Платье на капитане было нового образца, куцее, узкое, руки наружу торчат.
— Узнал я тебя! — сказал Аввакум Лишукову, творя крестное знамение.
— Вроде бы не приходилось нам прежде видеться! — удивлялся капитан.
— Знавал я, знавал куцехвостых! Во снах являлись, грудь давили.
— Уж не за беса ли ты меня принимаешь?
— Ты говоришь!
Лишуков засмеялся:
— Много же в тебе дури, протопоп. Ишь, с Богом себя равняешь.
Аввакум снова перекрестился:
— Аз есмь червь.
— Признавайся, твои мерзопакостные грамотки в Москве с Ивана Великого кидали?
— С Ивана Великого? Экая честь! А что за грамотки?
— Ты не увиливай! Злохульные! Поносящие скверными словами царя, патриархов, святых архиереев.
— Нашёл святых. Те, что писаны о прислужнике антихриста, о Никоне — мои. О восточных приблудных патриархах — мои. О царях, умишком скудных, — так тоже мои.
— Признаешь?! Не под пыткою?! Спроста?! — Капитан даже растерялся.
— Се цари, патриархи, митрополиты — насланы на Святую Русь православному народу во искушение и на погибель.

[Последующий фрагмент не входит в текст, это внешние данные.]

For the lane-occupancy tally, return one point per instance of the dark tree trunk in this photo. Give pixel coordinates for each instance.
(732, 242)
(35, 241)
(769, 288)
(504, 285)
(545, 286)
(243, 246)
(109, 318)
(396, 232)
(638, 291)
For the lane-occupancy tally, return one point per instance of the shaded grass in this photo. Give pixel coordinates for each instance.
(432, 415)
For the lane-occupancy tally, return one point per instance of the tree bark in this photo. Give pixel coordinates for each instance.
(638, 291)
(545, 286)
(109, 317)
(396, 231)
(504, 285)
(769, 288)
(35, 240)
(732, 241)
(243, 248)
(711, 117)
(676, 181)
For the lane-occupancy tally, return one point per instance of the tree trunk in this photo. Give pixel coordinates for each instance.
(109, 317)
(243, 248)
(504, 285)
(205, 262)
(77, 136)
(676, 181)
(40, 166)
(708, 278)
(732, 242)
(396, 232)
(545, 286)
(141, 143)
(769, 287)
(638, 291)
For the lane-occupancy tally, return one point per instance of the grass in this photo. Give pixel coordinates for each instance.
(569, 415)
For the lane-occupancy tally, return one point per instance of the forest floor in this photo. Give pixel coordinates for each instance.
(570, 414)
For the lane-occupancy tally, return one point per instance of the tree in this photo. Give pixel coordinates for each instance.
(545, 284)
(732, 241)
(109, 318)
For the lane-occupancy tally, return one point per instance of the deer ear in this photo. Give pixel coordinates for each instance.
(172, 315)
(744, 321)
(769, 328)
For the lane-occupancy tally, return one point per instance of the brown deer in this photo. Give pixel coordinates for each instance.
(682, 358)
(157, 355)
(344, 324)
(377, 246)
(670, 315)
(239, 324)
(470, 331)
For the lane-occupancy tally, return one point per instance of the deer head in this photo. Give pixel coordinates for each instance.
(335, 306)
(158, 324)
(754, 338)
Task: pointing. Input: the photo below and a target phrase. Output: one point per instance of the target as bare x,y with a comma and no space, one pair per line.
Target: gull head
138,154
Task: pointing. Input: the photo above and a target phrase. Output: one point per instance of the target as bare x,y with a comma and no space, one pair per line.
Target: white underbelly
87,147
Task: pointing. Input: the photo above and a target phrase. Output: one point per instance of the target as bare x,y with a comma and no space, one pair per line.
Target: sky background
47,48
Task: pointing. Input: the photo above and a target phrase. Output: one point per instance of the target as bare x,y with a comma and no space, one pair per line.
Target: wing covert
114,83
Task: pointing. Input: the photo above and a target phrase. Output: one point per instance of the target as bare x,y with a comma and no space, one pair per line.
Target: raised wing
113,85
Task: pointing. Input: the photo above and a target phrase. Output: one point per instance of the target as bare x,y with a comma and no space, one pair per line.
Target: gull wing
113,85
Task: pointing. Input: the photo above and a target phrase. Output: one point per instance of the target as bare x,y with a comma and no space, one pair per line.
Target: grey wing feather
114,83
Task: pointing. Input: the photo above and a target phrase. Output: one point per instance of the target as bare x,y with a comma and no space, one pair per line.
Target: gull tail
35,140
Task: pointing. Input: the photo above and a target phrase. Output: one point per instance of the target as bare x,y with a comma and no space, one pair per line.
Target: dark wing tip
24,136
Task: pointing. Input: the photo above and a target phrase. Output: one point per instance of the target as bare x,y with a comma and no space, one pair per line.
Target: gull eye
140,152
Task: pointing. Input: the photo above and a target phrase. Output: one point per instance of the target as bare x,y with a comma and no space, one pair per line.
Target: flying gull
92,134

Кто им покланяется — тот Богу враг. Для нас же, чад Христосовых — есть три царя, и все на небесах. Есть и служители, поющие Троице славу, сё тоже на небесах, да в чащобах лесных, где звери живут, да в тюрьмах, гладом убиваемые.
— Не от голода умереть тебе суждено, неистовый человек.
— Что Бог присудит, тому и быть.
— Не Господь, а великий государь Фёдор Алексеевич указал мне сделать сыск о тебе и твоих товарищах и, коли вина откроется, повелел сжечь вас, всех четверых, в срубах.
Аввакум в лице не переменился, но голосом ослабел.
— Вот и венец нашим мукам, — поклонился Лишукову, к лицу его придвинулся. — Гей, горемыка! Велик жёрнов отягчит твою совесть. Да уж открою тебе сокровеннейшее: убивая нас — убьёшь своего царя. Сначала мы, через две недели — он. Сему же месту, где пепел наш развеется, быть пусту, непролазной травой порастёт.